Ehsan Fazayeli, a doctoral student advised by Pitla and Ge, has reviewed the existing research on eating and farming in space. Some of the numbers are especially sobering: A four-person crew heading for Mars, and wanting to eat three meals a day, would need to haul 24,000-plus pounds of food.
That makes a stellar case for growing some on the way there, whether in conventional soil, in nutrient-rich water (hydroponics) or suspended in air (aeroponics), with vapor alone delivering the necessary nutrients. NASA has experimented with each on the International Space Station.
“I think we’ll have to rely on all those technologies complementarily,” said Ge, professor of biological systems engineering. “I doubt that any technology is so dominant that we say, ‘This is the one to go with.’”
Though hydro- and aeroponics use fewer overall resources, they will still rely on the recycling of water and nutrients — a closed-loop system that requires a rewiring of an Earth-bound mindset, Jones said.

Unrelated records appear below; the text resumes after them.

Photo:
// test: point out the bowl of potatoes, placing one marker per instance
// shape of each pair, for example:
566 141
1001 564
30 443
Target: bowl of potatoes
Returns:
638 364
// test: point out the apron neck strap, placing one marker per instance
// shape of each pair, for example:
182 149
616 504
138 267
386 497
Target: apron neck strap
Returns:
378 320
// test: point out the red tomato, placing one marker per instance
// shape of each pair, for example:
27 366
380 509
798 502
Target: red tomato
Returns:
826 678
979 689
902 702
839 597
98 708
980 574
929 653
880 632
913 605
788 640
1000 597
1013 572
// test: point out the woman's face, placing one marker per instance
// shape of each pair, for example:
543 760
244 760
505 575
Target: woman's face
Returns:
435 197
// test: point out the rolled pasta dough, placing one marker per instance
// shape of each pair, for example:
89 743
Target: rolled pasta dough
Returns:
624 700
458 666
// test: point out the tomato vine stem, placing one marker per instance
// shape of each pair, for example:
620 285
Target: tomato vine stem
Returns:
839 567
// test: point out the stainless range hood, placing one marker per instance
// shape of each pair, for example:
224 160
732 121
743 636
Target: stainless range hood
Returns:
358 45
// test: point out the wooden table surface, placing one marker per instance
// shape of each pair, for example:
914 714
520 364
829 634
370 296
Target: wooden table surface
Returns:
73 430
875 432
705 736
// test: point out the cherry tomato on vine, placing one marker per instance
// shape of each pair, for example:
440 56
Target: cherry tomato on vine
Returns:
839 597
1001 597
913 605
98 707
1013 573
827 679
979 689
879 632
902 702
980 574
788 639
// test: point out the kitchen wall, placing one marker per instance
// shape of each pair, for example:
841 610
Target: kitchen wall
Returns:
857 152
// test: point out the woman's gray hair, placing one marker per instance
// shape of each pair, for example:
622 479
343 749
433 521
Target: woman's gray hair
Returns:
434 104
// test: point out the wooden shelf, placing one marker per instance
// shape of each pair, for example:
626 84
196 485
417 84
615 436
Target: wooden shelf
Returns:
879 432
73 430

“We (currently) have a lot of linear systems,” he said. “There are inputs and there are outputs, and we don’t really recapture them. But whether it’s a spaceship or in residence, we better have that figured out, or we will fail. The bottom line is that the logistics and opportunities of taking (food) with you, or growing it there, are so limited, and the stakes are really high.”
The challenges won’t abate once a crew finally touches down with the intent to settle down. Mars receives less of the visible light that powers photosynthesis — and more of the DNA-damaging high-energy radiation that Earth’s atmosphere helps shield against. Temperature fluctuates wildly, too: Whereas a summer day at the red planet’s equator can reach a comfortable 70 degrees Fahrenheit, a summer night there might plummet to minus 100.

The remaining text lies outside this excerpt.